The next—and most substantial—section of the address was devoted to infrastructure and regional policy, but here Putin put the onus on the government. A source close to the cabinet says that the president effectively read out the plan for Russia’s strategic development through 2030: a document that the government is due to finish work on by the summer. That’s below the presidential paygrade, as Putin’s spokesman Dmitry Peskov likes to say.
The third part of the speech was devoted to Putin’s main interest—geopolitics—yet it was also the shortest. The reason isn’t just that Russian society is tired of foreign policy, according to all the polls. The president is increasingly unwilling to discuss his foreign policy plans and decisions in public. Everything that is truly important to Putin becomes a series of clandestine special ops.
Instead of unveiling the real agenda, the speeches are used to show the public mock-ups that create the necessary perceptions. A sting operation by the intelligence agencies against members of the Belarusian opposition becomes, in Putin’s telling of it, a dangerous coup against his Belarusian counterpart—and organized by the West to boot. Meanwhile, what’s really going on with Belarus goes unseen: despite heightened expectations of his summit with his Belarusian counterpart Alexander Lukashenko the very next day after his address, Putin revealed nothing.
Meanwhile, the key issue of Russia’s confrontation with the West was reduced to a geopolitical interpretation of Rudyard Kipling’s Jungle Book, with “all sorts of petty Tabaquis” (the name of the obsequious jackal in the story—a reference to Russia’s critics abroad) “howling along to please their master”—the United States, or in this reimagining, Shere Khan, the wicked and dangerous tiger. This is the level at which the president is prepared to discuss the real agenda with his voters.
Putin was even less willing to talk about another important and widely discussed topic: the opposition. Neither the issue of the imprisoned opposition leader Alexei Navalny’s health (he is believed to be dangerously ill following a lengthy hunger strike), nor discussion of that issue in the West, open letters in support of Navalny from diverse public figures (including Nobel laureates), the hardline crushing of protests, or plans to categorize the non-system opposition as extremist got a look-in in Putin’s address.
Indeed, the Kremlin wants to distance itself entirely from the non-system opposition. A day before the state of the nation address, Peskov said he would no longer be answering questions about Navalny, citing a lack of information, and added that all questions should be directed to the Federal Penitentiary Service instead.

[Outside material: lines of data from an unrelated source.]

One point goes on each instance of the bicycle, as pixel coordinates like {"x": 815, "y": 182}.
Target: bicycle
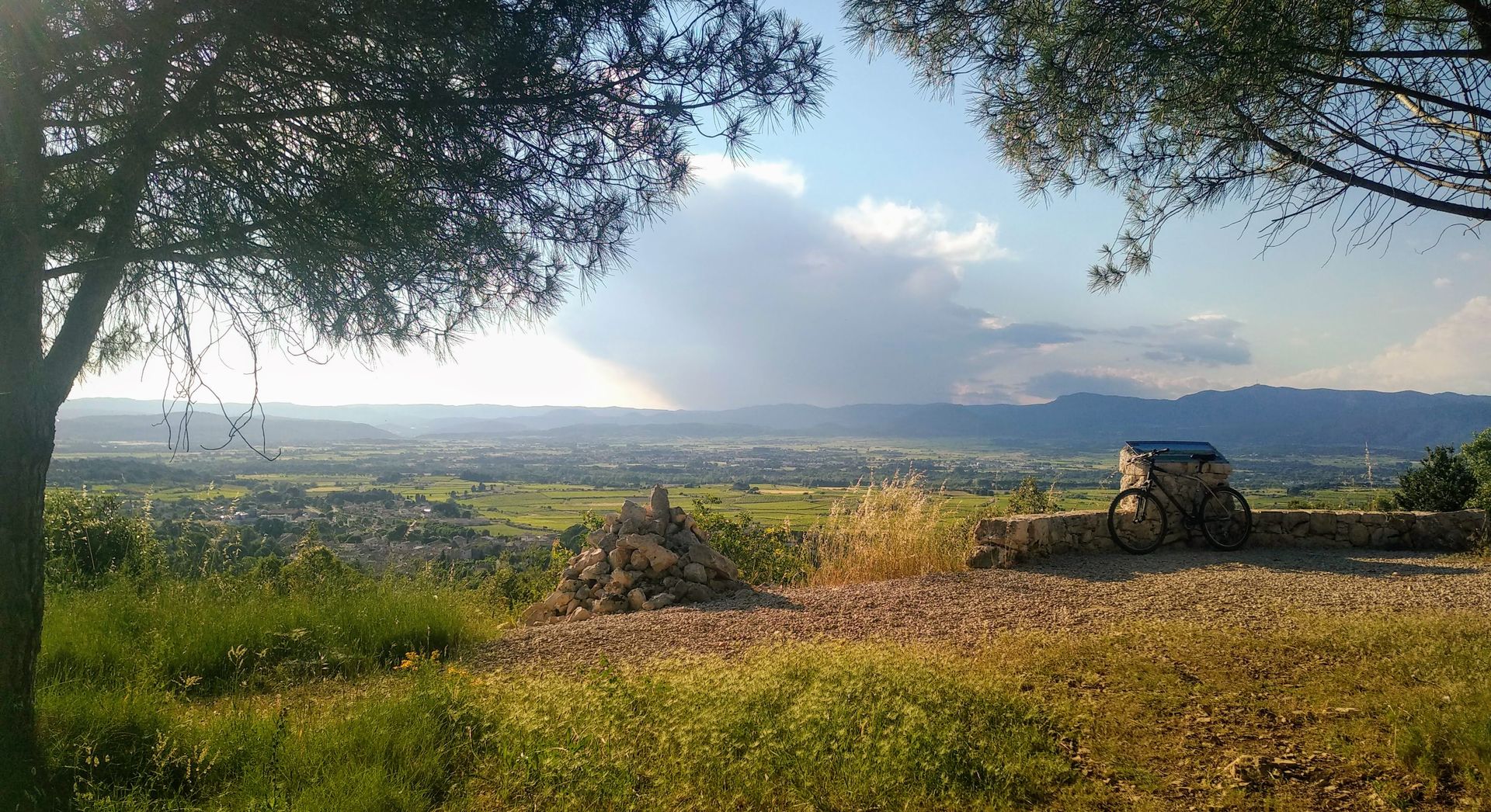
{"x": 1222, "y": 513}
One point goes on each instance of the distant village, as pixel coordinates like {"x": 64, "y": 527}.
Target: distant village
{"x": 376, "y": 529}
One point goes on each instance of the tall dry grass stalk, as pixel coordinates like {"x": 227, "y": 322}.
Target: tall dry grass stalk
{"x": 891, "y": 529}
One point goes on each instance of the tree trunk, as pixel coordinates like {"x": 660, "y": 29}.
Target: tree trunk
{"x": 26, "y": 450}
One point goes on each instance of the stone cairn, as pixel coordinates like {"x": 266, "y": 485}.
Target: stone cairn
{"x": 643, "y": 557}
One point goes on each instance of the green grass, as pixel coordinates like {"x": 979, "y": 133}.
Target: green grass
{"x": 207, "y": 637}
{"x": 1156, "y": 716}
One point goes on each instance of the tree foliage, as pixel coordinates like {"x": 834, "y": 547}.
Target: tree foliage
{"x": 1356, "y": 112}
{"x": 1442, "y": 481}
{"x": 355, "y": 173}
{"x": 1478, "y": 456}
{"x": 92, "y": 535}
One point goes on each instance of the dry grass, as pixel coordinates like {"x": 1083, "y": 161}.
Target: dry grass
{"x": 891, "y": 529}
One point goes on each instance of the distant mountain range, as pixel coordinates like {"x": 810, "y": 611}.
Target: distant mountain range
{"x": 1254, "y": 416}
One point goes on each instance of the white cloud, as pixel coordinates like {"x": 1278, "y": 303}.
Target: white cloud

Consequently, the communication channels between the president and society are shrinking further and further. Some events are too important for the president to discuss seriously with the public, so discussion is substituted with simplified images from a children’s book. Other issues are, on the contrary, uninteresting or unpleasant for the president, so they aren’t discussed either, no matter how big those issues might be.
The end result of this is that Putin is removing himself from the current reality—which will increasingly be determined by outside factors—and leaving himself with fewer and fewer opportunities to show that he is up to the job of dealing with it.